Of course there are exceptions to all of these. However the vast majority of the time these statements hold true.

The one thing that makes this possible is wealth and the promise to attain it. That is the American dream. The American Capitalist is the reason we can be philanthropic as a nation.

The reason we make advances in medicine, quality of life, even environmental awareness.

It is the reason we conquer our enemies but don't expand an Empire.

All of these things make good business sense.

Take away that dream and you take away our greatness as a nation.

The financial world knows this is true as well, that is why the dollar is the reserve currency for the world. For now.

If we continue to try and print our way out of this financial crisis and into even more and more international debt, there will come a time that the international financial community will see the Ponzi scheme that is building in our economy and want out. Even if we reverse course right now, the national debt, if applied to every household throughout the country, would be around 500 thousand per household.

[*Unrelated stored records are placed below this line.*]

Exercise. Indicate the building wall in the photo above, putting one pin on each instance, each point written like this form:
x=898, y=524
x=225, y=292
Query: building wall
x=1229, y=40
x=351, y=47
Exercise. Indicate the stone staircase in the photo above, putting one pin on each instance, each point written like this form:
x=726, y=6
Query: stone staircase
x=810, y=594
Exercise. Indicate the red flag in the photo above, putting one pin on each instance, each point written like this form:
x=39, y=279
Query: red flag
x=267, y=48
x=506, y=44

There will be only two ways we can pay off that debt. One is to grow our way out of it and, at the same time, have the politicians stop spending our money. That is apparently, not going to happen. The other way is through hyperinflation.

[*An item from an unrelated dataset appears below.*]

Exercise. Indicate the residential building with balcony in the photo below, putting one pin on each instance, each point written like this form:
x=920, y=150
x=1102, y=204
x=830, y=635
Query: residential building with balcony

If you borrowed 100 dollars 20 years ago and had to pay it off today, no big deal right? back then you could have dinner and a movie for 2 for around 25 bucks. Today it's about $75-100 . That's mild inflation. With hyperinflation, foreign creditors would be lucky to receive 10 cents on the dollar, return on investment.

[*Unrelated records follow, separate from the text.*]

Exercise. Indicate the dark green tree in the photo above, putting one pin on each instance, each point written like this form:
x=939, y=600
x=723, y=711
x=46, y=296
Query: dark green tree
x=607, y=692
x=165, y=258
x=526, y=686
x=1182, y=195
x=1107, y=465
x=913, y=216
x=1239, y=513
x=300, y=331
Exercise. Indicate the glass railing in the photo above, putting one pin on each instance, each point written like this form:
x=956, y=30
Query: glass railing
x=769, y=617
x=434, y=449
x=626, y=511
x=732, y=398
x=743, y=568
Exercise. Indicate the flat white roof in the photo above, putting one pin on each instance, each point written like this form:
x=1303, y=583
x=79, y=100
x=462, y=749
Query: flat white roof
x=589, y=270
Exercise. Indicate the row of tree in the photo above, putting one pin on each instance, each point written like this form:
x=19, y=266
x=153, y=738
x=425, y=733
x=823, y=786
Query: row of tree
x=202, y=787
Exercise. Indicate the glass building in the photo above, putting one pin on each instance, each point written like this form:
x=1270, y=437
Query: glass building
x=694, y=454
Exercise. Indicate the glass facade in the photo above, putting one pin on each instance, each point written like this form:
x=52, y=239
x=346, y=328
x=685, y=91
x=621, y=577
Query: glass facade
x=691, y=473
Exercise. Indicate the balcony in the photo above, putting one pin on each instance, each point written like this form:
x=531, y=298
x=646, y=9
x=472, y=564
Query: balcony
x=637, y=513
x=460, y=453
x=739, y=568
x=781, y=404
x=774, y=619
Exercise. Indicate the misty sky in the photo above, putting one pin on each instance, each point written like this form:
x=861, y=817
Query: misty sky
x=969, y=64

Will hyperinflation happen?

I believe it is already a done deal.

Bernanke has stated that he will print his way out of a deflation, to whatever extent that is required. He is in the process of doing just that.

So where does all this leave us average Joe's and Josephine's? Out in the cold, unless, , ,

We buy real, tangible assets.

In addition to our core holdings of real gold and silver, held in our own possession, we should be acquiring food and energy related stocks, various mining companies as well as shares of companies that provide products, which will be required no matter what happens with the economy. These will hold their value as the dollar drops. The more indispensable the commodity, the more it will hold it's value.

The unbelievable part of all this is that these things are on sale right now.

Even small amounts of tangible stock can become very valuable in a hyper inflationary market.

I'm building that house brick by brick, as we speak.

Even if I'm wrong about all this, these sectors should, at the minimum, hold their value or return to it, first as the economy turns for the better.



Good luck and Godspeed



JT

Legal disclaimer: This post is for informational purposes only and is solely the opinion of the writer. Nothing in this post should be considered investment advice. Before investing in anything, the reader is encouraged to do his or her own research and consult with a certified financial advisor, which John Tompkins makes no claim to be. John Tompkins and Toro Creek Investments accept no liability for financial losses or damages incurred by the reader because of this post.